Thus, the present disclosure is not limited to the exemplary embodiments and applications described and illustrated herein. Additionally, the specific order and/or hierarchy of steps in the methods disclosed herein are merely exemplary approaches. Based upon design preferences, the specific order or hierarchy of steps of the disclosed methods or processes can be re-arranged while remaining within the scope of the present disclosure. Thus, those of ordinary skill in the art will understand that the methods and techniques disclosed herein present various steps or acts in a sample order, and the present disclosure is not limited to the specific order or hierarchy presented unless expressly stated otherwise.

The above and other aspects and their implementations are described in greater detail in the drawings, the descriptions, and the claims.

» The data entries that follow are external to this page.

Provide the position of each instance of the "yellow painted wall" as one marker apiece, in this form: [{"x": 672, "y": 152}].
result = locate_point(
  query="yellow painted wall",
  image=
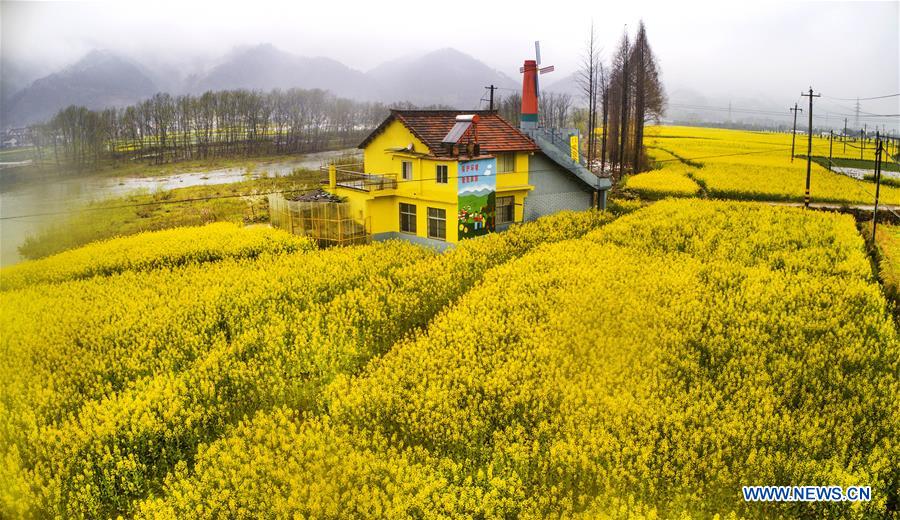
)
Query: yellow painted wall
[{"x": 382, "y": 208}]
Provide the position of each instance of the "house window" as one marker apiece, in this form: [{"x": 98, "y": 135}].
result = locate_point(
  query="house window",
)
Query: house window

Fig. 1 is a schematic illustration of a method according to an embodiment of the present disclosure.

Fig. 2a is a schematic illustration of the extraction of predetermined data and/or properties from the digital image data using a convolutional neural network according to an embodiment of the present disclosure.

Fig. 2b is another schematic illustration of the extraction of predetermined data and/or properties from the digital image data using a convolutional neural network according to an embodiment of the present disclosure.

Fig. 3 is a schematic illustration of generating a three-dimensional model from the two- dimensional image data based on the extracted data and/or properties using a Generative Adversarial Network according to an embodiment of the present disclosure.

Fig. 4 is a flow chart of a method according to an embodiment of the present disclosure.

Fig. la schematically shows the procedure of an embodiment of the present disclosure. In particular, the user uploads an image I via a web browser, a smartphone app or a desktop app (here a desktop computer 10) that contains one or more objects to be extracted. Alternatively, the image can also be retrieved from an existing third-party database. The image I is transmitted to a cloud service Cl via an API interface. On the cloud service Cl, the image is stored in an image database D.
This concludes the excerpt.